Я подержал ключи на ладони и вдруг сунул их в карман. Подняв руку, решительно нажал на кнопку звонка, выдав три фирменных коротких позывных. Дверь мгновенно распахнулась. На пороге стояла Маруся. В ночнушке, босиком, опустив вдоль тела худые, узловатые руки, она испытующе глядела на меня. Я снял фуражку и молча смотрел в ответ. И ее лицо вдруг осветилось улыбкой – медленно, начиная с радужки, захватывая голубоватые белки глаз, подсвечивая щеки, губы, растягивающиеся в нежной улыбке. Глядя на нее, я вдруг понял, на что похож тысячу раз виденный мною в полете рассвет. Мне стало очень спокойно, очень легко – я, наконец, вернулся домой…

– Чистый белок. – Надя ловко поставила перед Женей поднос с едой, задев его плечо грудью. – Очень полезно для мужской силы.

Женя засмеялся и с опаской покосился на капитана. Но тот сидел неподвижно, в странном оцепенении, уставившись перед собой.

– Андрей Сергеевич!

Медленно, словно в кино, он вдруг повалился вперед.

– Товарищ капитан!

С усилием оторвав вцепившиеся в штурвал руки, Женя подхватил его под мышки и стащил на пол. Фуражка слетела с запрокинутой головы и откатилась в сторону. Женя аккуратно уложил капитана на пол в тесной кабине. Надя что-то кричала, мешала, и Женя грубо отпихнул ее локтем.

– Какой ближайший аэропорт? – Он повернулся к штурману. – Срочно запрашивай экстренную посадку!

– Дышит?

Женя ничего не ответил и попытался расстегнуть китель негнущимися пальцами. Но ничего не получалось. Тогда он с силой рванул за ворот, и пуговицы с треском посыпались на пол.

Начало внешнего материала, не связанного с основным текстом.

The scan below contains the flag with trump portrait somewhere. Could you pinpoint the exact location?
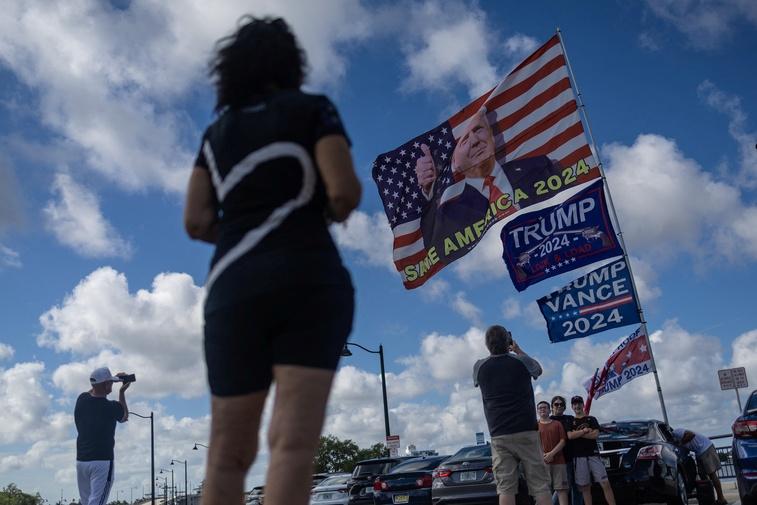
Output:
[372,35,600,289]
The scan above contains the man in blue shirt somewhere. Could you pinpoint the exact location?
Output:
[473,325,551,505]
[74,367,131,505]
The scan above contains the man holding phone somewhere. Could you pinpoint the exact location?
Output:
[473,325,551,505]
[74,367,135,505]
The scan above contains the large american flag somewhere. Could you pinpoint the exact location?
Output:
[373,35,599,289]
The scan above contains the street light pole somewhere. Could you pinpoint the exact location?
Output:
[171,459,189,505]
[160,468,176,505]
[342,342,392,437]
[129,411,155,505]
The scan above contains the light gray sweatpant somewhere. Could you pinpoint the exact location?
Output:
[76,460,113,505]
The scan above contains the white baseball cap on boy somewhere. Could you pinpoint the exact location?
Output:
[89,367,121,384]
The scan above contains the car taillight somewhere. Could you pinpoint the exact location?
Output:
[732,419,757,438]
[415,474,433,487]
[636,444,662,460]
[433,468,452,479]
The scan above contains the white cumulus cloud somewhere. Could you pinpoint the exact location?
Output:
[42,172,132,258]
[331,210,397,272]
[37,267,206,397]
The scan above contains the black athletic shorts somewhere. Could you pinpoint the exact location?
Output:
[205,284,355,396]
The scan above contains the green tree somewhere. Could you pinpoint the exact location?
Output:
[0,482,42,505]
[313,435,387,473]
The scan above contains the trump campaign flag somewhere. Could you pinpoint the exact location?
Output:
[584,326,655,410]
[536,258,641,342]
[501,179,623,291]
[372,35,599,289]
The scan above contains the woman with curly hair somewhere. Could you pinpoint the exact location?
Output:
[184,16,361,505]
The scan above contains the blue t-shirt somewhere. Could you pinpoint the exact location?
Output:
[673,428,713,456]
[473,353,542,437]
[74,392,124,461]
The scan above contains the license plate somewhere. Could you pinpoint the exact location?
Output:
[460,472,476,482]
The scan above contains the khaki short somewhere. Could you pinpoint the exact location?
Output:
[547,463,570,491]
[697,445,720,475]
[492,430,550,497]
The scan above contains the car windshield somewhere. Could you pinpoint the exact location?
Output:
[389,458,444,473]
[318,475,350,487]
[352,461,395,477]
[599,421,649,440]
[450,445,492,460]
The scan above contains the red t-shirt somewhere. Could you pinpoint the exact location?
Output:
[539,421,568,465]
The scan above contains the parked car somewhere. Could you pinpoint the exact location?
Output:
[731,389,757,505]
[247,486,263,505]
[349,456,412,505]
[310,473,335,487]
[431,444,533,505]
[373,456,449,505]
[592,420,697,505]
[310,473,352,505]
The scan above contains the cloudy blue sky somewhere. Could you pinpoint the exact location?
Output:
[0,0,757,500]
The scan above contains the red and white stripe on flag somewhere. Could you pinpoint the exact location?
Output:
[392,35,599,288]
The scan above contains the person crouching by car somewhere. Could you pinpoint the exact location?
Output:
[536,402,570,505]
[673,428,728,505]
[568,396,615,505]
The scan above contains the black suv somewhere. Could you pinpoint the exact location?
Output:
[348,456,412,505]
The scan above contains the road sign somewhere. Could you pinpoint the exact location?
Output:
[732,366,749,388]
[386,435,400,457]
[718,366,749,391]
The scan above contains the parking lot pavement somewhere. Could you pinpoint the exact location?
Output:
[644,480,741,505]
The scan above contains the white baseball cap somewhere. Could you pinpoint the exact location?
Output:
[89,367,121,384]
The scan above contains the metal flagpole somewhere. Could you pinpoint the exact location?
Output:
[557,28,668,424]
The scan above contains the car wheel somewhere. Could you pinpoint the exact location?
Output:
[668,470,689,505]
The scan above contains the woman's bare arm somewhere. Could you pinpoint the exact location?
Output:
[315,135,362,222]
[184,167,218,244]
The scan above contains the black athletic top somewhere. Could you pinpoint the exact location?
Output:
[571,416,599,458]
[473,353,542,437]
[74,392,124,461]
[195,90,349,298]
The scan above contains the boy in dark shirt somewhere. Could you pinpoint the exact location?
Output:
[536,402,570,505]
[568,396,615,505]
[549,395,584,505]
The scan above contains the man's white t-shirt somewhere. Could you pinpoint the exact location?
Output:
[673,428,713,456]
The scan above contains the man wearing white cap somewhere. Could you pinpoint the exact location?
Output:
[74,367,131,505]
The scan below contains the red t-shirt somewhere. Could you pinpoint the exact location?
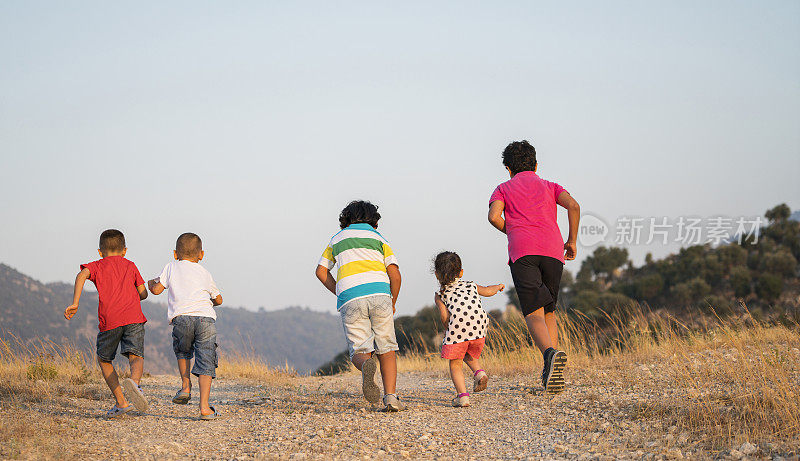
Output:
[489,171,564,263]
[81,256,147,331]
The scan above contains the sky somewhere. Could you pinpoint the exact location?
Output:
[0,1,800,314]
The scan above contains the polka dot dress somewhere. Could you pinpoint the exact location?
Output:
[439,279,489,344]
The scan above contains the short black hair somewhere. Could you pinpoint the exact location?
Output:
[339,200,381,229]
[175,232,203,259]
[100,229,125,253]
[503,139,536,174]
[433,251,461,291]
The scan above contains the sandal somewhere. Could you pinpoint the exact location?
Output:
[200,407,219,421]
[172,389,192,405]
[106,404,133,418]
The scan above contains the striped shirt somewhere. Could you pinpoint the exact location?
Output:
[319,223,397,310]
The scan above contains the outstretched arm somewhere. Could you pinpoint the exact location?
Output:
[558,191,581,260]
[489,200,506,234]
[433,293,450,327]
[64,268,92,320]
[478,283,506,296]
[316,265,336,294]
[386,264,402,313]
[148,278,165,299]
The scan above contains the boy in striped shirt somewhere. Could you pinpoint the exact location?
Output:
[316,201,403,411]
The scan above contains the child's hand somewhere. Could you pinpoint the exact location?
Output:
[64,304,78,320]
[564,241,578,261]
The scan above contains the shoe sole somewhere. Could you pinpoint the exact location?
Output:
[361,358,380,402]
[172,395,192,405]
[544,351,567,394]
[122,378,148,412]
[472,375,489,392]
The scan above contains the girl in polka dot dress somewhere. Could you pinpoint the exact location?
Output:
[433,251,505,407]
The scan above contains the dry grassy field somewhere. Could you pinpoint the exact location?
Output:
[0,308,800,459]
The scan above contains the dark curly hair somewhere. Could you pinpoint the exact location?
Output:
[339,200,381,229]
[503,139,536,174]
[433,251,461,291]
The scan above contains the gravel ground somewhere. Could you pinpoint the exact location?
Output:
[3,372,797,460]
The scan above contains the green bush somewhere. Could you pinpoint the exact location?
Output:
[756,274,783,302]
[730,267,753,298]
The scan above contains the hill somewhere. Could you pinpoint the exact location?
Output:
[0,264,346,373]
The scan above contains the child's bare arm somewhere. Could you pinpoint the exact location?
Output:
[64,268,92,320]
[489,200,506,234]
[386,264,402,313]
[316,266,336,294]
[136,283,147,301]
[433,293,450,327]
[478,283,506,296]
[558,191,581,260]
[147,278,165,296]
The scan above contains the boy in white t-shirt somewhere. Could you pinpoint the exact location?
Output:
[147,232,222,420]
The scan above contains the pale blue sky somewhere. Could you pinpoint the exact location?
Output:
[0,1,800,314]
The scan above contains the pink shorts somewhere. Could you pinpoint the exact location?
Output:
[442,338,486,360]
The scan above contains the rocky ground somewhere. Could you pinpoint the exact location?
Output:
[0,370,797,460]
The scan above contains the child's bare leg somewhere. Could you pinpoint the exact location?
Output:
[378,351,397,394]
[178,359,192,392]
[97,358,128,408]
[525,307,553,354]
[128,354,144,386]
[197,375,214,415]
[450,359,467,394]
[350,352,374,371]
[464,354,483,373]
[544,312,558,349]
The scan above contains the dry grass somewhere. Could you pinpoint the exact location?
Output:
[217,353,297,385]
[398,306,800,449]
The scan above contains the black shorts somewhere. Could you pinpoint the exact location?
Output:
[508,255,564,316]
[97,323,144,362]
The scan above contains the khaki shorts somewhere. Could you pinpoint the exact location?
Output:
[339,295,399,359]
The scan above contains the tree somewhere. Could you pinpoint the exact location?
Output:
[756,274,783,302]
[764,203,792,223]
[586,246,628,280]
[730,267,753,298]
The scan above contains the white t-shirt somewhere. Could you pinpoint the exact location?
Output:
[158,260,220,323]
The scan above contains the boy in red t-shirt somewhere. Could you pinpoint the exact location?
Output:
[64,229,147,417]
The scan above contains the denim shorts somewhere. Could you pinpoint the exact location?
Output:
[172,315,217,378]
[339,295,398,359]
[97,323,144,362]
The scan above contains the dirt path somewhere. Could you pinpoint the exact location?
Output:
[0,373,732,459]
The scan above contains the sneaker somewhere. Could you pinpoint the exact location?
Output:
[453,392,471,408]
[542,349,567,394]
[122,378,148,412]
[472,370,489,392]
[361,355,381,405]
[383,394,406,412]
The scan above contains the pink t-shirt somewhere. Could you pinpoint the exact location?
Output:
[489,171,565,263]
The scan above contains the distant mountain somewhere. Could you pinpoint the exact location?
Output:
[0,264,347,373]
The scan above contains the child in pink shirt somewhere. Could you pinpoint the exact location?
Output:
[489,140,580,393]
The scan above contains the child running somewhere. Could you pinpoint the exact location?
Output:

Маруся стояла у окна в темной кухне, зябко поеживалась в тонкой ночнушке и, не отрываясь, смотрела на ведущую к подъезду дорожку. Она ждала…

Гуревич

Гуревич Н. Б., маленькая щупленькая учительница русского языка и литературы, работала в школе очень давно. Так давно, что даже старожил школы, уборщица тетя Нюра, пережившая вереницу завучей и колонну учеников, пришла уже после нее. Впрочем, определить возраст Гуревич было трудно. Вроде не старуха, но и не молодящаяся женщина средних лет. Биологичка, относящаяся как раз к последним и ожидающая сорокапятилетия, как дня Страшного суда, говорила вполголоса в учительской: «Совершенно не определяем. Совершенно».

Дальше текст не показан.